- Military contractor increases target for profit margin
- Sales forecast is trimmed on weak business-jet demand
General Dynamics Corp. raised its annual profit outlook, though cut its sales forecast on weak demand for business jets.
The company’s defense businesses have helped offset sagging sales at Gulfstream, which has struggled to maintain orders for older private aircraft as it gets set to introduce two new business jets over the next several years. The transition has been made more difficult by reduced demand for large-cabin jets as oil and mining companies cut costs in a commodities slump.
“Our principal concern for GD has been weakness in the large-cabin business-jet market, which is taking away from strong defense performance,” Douglas Harned, an analyst at Sanford C. Bernstein & Co., said in a note Wednesday.
Second-quarter profit rose to $2.44 a share, the maker of nuclear submarines, Abrams battle tanks and Gulfstream aircraft said in a statement. Analysts had predicted $2.32, according to the average of estimates compiled by Bloomberg. Revenue fell 2.8 percent to $7.67 billion, compared with an estimate of $7.87 billion.

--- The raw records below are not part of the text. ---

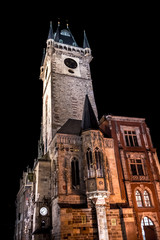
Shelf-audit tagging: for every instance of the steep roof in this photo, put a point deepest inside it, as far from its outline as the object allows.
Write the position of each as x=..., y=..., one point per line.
x=85, y=41
x=50, y=34
x=89, y=120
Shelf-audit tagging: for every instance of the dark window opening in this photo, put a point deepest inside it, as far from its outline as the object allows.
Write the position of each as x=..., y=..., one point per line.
x=75, y=172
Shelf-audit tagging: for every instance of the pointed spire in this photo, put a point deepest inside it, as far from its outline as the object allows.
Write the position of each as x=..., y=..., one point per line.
x=89, y=120
x=50, y=34
x=85, y=41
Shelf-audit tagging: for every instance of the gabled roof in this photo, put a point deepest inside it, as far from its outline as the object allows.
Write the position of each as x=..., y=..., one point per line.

The Falls Church, Virginia-based company increased its outlook for full-year earnings to $9.70 a share from $9.20, spurred by share repurchases, higher profit margins and a lower tax rate. The new figure exceeded analysts’ expectations of $9.52. Profit margins will be as much as 13.8 percent, General Dynamics said, up from a January forecast of 13.3 percent.
Sales, however, were forecast at $31.5 billion, down from a range of $31.6 billion to $31.8 billion. Analysts had predicted $31.7 billion.
Information Systems and Technology, the only unit to post a sales gain in the period, has won contracts at a higher rate than completed work for eight of the last 10 quarters. The U.S. government has been turning to the company for jobs such as maintaining networks and providing computer equipment that can withstand battlefield conditions.
“We believe all this leaves us poised for a good second half,” Chief Executive Officer Phebe Novakovic said of the business segment on a conference call with analysts.
Revenue for Information Systems and Technology increased 0.6 percent to $2.2 billion. It was the sole segment to post a gain in sales as well as operating earnings, which rose 3 percent.
Aerospace sales dropped 5.5 percent to $2.1 billion. The unit delivered 31 Gulfstream aircraft with unfinished interiors. That compared with deliveries of 36 jets a year earlier. General Dynamics in January said it would deliver 104 large-cabin aircraft and 34 midsize planes this year, down from last year.
The company repurchased 1.1 million shares in the quarter. That added to the 7.8 million shares bought back for more than $1 billion in the first quarter.
Shares rose less than 1 percent to $145.09 at 12:34 p.m. in New York. General Dynamics’ stock climbed 5.2 percent this year through Tuesday.